Sagemaker Studio Integration with Amazon EMR

Amazon Sagemaker provides native integration with Amazon EMR from Sagemaker Studio so that you can run data preparation tasks for your machine learning workloads using EMR from Sagemaker.

Login to the Sagemaker Studio

Go to the Amazon Sagemaker Web Console -> Get started -> Sagemaker Studio

sm - 7

You should see the Sagemaker domain ready status. Launch the Sagemaker Studio from Launch app -> Studio.

sm - 8

It will take about 2 minutes to initialize after which you will be taken to the Sagemaker Studio interface.

sm - 11

Once you are in, carry on with rest of the steps.

sm - 12

Create EMR Cluster from Sagemaker Studio

Click on the sm - 1 icon and choose Clusters from the Sagemaker resources drop down. You will be able to see the EMR clusters. You can filter the EMR clusters.

sm - 2

Now, create a new EMR cluster with a cluster template created from AWS Service Catalog.

Go to Clusters -> Create cluster. You will be able to see a template.

sm - 9

When you click on the template and click "Select Template", it will show you the blueprint for your EMR cluster creation.

sm - 10

Enter a cluster name (for eg: "Sagemaker Studio Cluster"). You can keep everything else as default. Click on "Create Cluster".

sm - 15

You can go to the AWS CloudFormation Web Console (Right click -> Open Link in New Tab).

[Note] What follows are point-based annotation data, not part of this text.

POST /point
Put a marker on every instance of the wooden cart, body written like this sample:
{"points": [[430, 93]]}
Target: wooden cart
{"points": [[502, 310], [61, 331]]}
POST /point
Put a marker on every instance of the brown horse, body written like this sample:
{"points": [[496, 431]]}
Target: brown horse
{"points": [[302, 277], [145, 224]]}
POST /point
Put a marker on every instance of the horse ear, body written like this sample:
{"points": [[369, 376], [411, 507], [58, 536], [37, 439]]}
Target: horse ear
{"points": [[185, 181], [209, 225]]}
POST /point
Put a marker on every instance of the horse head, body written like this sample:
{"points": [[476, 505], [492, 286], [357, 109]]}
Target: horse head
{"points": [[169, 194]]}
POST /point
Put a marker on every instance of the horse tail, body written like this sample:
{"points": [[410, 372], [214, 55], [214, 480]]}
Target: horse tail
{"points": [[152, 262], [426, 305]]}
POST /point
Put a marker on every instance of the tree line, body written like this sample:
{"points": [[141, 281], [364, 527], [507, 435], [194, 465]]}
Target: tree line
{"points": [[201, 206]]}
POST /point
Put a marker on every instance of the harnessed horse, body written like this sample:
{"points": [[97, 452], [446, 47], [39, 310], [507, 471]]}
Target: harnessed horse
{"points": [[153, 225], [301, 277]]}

You will be able to see the stack launched by AWS Service Catalog from our Create Cluster action.

sm - 16

Wait for the stack to complete and for the cluster "Sagemaker Studio Cluster" to get created. It will take about 15 mins. Once its complete, you will see the below message in your Sagemaker Studio.

sm - 17

You will also see that an EMR cluster called "Sagemaker Studio Cluster" is created in the EMR Web Console (Right click -> Open Link in New Tab)

sm - 18

Please note we are not using one of the existing EMR clusters because this Studio was created in a different VPC and we have not established peering between the two VPCs.

Connect to EMR cluster from Sagemaker Studio and run data processing jobs

Go to Git repository section and click on Clone the repository.

sm - 3

Specify the repository to clone: https://github.com/vasveena/amazon-emr-ttt-workshop.git

Make sure that the repository is cloned.

sm - 4

Go to Files section (folder icon on the left hand side pane).

sm - 5

Go to the directory files -> notebook -> smstudio-pyspark-hive-sentiment-analysis.ipynb. PySpark Kernel should be chosen automatically for this notebook. If promoted, choose the SparkMagic Kernel and click "Select".

sm - 6

It will take a few minutes for the kernel to initialize. Once the kernel starts, go to Cluster on the top right corner and choose the EMR cluster "Sagemaker Studio Cluster".

sm - 19

When it prompts for credential type, choose "No credential" and Connect.

sm - 20

Once you connect, a Spark application will be created automatically.

sm - 14

After the Spark application is created successfully and you have the YARN application ID for the Spark session like in the above screenshot, you can run the remaining code blocks of the notebook which will perform data transformations and explorations using the EMR cluster and create and host an ML model using Sagemaker.